Mr. Pitt is 52 and Mrs. Pitt is 50. They have been married since 1964
and have two adult daughters, both of whom still live with them at 26
Alexander Avenue. That house has been the matrimonial home since 1970.
It was originally purchased in Mr. Pitt’s sole name, but in 1978, after Mrs.
Pitt raised objection, the house was put into their joint names. In 1986 the
house was valued at £270,000, the only encumbrance on it being a mortgage
in favour of a building society for £16,700.

In 1986 Mr. Pitt told Mrs. Pitt that he would like to borrow some
money on the security of the house and to use the loan to buy shares on the
stock market. He did not say what he wanted to do with the shares but he did
say that he and Mrs. Pitt would have a better standard of living. Mrs. Pitt
was not happy about this suggestion and made her feelings known to her
husband. As a result he embarked on a course of conduct putting pressure on
Mrs. Pitt which the trial judge held amounted to actual undue influence. In
consequence, Mrs. Pitt agreed to the suggestion.

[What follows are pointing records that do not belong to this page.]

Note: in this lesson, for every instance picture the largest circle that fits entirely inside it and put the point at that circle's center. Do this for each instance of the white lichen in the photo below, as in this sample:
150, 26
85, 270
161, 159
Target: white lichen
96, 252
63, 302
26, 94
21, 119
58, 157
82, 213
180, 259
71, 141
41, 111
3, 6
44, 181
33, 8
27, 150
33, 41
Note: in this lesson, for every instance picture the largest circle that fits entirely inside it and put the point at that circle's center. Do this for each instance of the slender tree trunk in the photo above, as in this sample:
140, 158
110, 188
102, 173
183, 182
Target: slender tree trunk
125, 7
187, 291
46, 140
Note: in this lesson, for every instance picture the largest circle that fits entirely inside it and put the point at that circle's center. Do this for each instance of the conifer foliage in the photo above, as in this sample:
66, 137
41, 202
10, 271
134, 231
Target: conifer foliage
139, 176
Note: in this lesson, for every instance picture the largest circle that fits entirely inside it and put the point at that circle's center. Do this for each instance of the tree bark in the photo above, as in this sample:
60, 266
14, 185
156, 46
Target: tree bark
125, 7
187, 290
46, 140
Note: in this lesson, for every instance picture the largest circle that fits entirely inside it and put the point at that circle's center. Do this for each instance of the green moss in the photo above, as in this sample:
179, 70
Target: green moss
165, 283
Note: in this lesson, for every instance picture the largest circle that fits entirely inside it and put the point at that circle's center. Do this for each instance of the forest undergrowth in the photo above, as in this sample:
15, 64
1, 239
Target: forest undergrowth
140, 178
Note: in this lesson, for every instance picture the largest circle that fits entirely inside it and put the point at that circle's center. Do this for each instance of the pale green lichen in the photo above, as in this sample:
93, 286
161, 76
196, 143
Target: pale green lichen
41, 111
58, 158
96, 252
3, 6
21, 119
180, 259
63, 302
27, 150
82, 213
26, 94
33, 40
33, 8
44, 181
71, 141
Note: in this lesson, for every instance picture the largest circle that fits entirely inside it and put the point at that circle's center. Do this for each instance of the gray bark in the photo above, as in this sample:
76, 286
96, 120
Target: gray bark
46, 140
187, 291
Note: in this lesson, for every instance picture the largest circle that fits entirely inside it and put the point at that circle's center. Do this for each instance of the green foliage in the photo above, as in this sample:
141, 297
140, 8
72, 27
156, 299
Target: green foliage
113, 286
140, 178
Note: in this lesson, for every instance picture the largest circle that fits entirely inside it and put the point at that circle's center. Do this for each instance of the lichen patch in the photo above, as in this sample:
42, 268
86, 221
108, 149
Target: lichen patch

Mr. Pitt was put in touch with the plaintiff and an application for a
loan was signed by both Mr. and Mrs. Pitt. The application form named both
Mr. and Mrs. Pitt as the applicants for a loan of £150,000 for a period of 20
years, the purpose of the loan being expressed to be “proposed purchase of
holiday home.” Their income was stated to be £100,000 per annum. The
transaction was said to be a remortgage, the intention being to pay off the
existing mortgage. Immediately above the space for the applicants’
signatures, the printed form contained a declaration, amongst other things, that
the information given in the application was true to the best of the applicants’
knowledge and belief. Mrs. Pitt did not read any of the pages of the
application which had been filled in by somebody else: she did see the first
and last pages.

On 6 June 1986 a written offer of mortgage was made by the plaintiff
addressed to Mr. and Mrs. Pitt. It offered a loan of £150,000 for 19 years
secured on 26 Alexander Avenue and also on a policy of assurance to be
effected by Mr. Pitt on his life. The purpose of the loan was expressed to be
“remortgage.” The offer also stated:

“It is understood that the proceeds of this advance are to be used to
purchase a second property without the applicants resorting to any
additional borrowing. Any more borrowing or change of use must be
notified to the bank immediately.”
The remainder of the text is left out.